Screening for culture fit upfront has been one of the most important things I'm proud of that we've done in the past couple of years and it really changed the trajectory by being very sophisticated how you screen the talent. - Guys, in summary, the past 10 minutes we touched on customer focus driving that growth from 70 million of AR to 130, which is impressive. We talked about the experimentation framework. - And cashflow positive, by the way. - And cashflow positive. - Growing on a cashflow positive way. - I do have one quick, I remember when I was in your office you said, it was kind of off the record,
I can make it on the record because it's old now. You're like, you know, we're looking at maybe IPO-ing right now. I kept watching the news, no IPO. What happened? Well, you're not going to go away. Well, right now, if you look at threshold for IPO, you have like $300 million, $400 million. So the bar just moved. So the bar just moved. So, I mean, look, we're actively looking at token acquisitions. We're going to do this year $130 million, $140 million. Next year, we're probably going to grow at $100 million.
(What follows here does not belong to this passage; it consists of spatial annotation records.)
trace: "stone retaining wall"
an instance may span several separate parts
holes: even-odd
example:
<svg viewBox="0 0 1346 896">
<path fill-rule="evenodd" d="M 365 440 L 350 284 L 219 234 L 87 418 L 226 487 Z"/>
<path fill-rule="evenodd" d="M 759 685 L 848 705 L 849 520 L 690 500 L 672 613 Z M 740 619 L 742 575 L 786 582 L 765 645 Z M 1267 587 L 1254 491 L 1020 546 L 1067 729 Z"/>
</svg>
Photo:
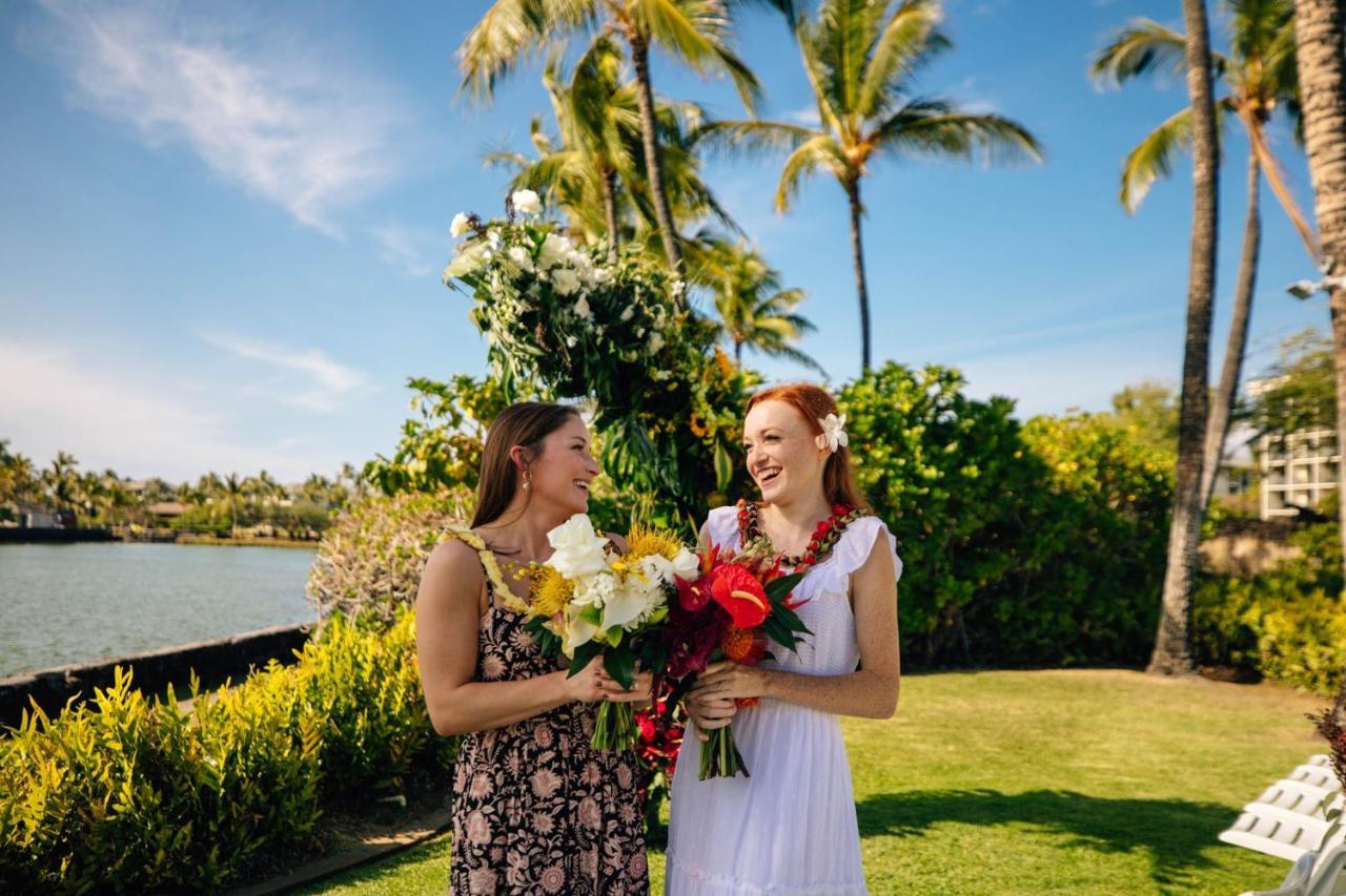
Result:
<svg viewBox="0 0 1346 896">
<path fill-rule="evenodd" d="M 30 708 L 30 697 L 48 716 L 77 694 L 93 697 L 94 687 L 112 685 L 116 666 L 133 670 L 137 689 L 162 693 L 172 685 L 179 698 L 188 694 L 192 670 L 202 687 L 217 687 L 226 678 L 237 682 L 248 674 L 249 666 L 265 666 L 271 659 L 285 665 L 295 662 L 293 651 L 308 640 L 311 627 L 312 623 L 272 626 L 229 638 L 0 678 L 0 725 L 17 725 L 23 710 Z"/>
</svg>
25-30%. When you say tuck-in, you're buying other companies. Yeah, so we're going to grow organically at 25-30% and we're going to look actively at tuck-ins as well at 20-40 million era range. So I think there's lots of interesting opportunities ahead. Well, guys, heck of a story. Super transparent. He'll be around more for lunch. Again, got going. Launched the MVP to the detriment of his
other engineering team, but it got the job done. Quick experiments like the job reports or the report, the security report ended up bringing in 85,000 leads. The company has turned those leads via multi-products we've sent to an average customer value of 23, 24, 25,000 bucks per year. Now sitting at 130 million bucks of AR with plans to grow to another 140, 150 million bucks in the next, call it six to eight months. We're certainly rooting for you. - 140 in the next few months. - Even the shorter period, always faster growth for this guy. Guys, give it up for Alex at Security Scorecard.
Hey, thanks. That was awesome. You're always great. Thank you so much.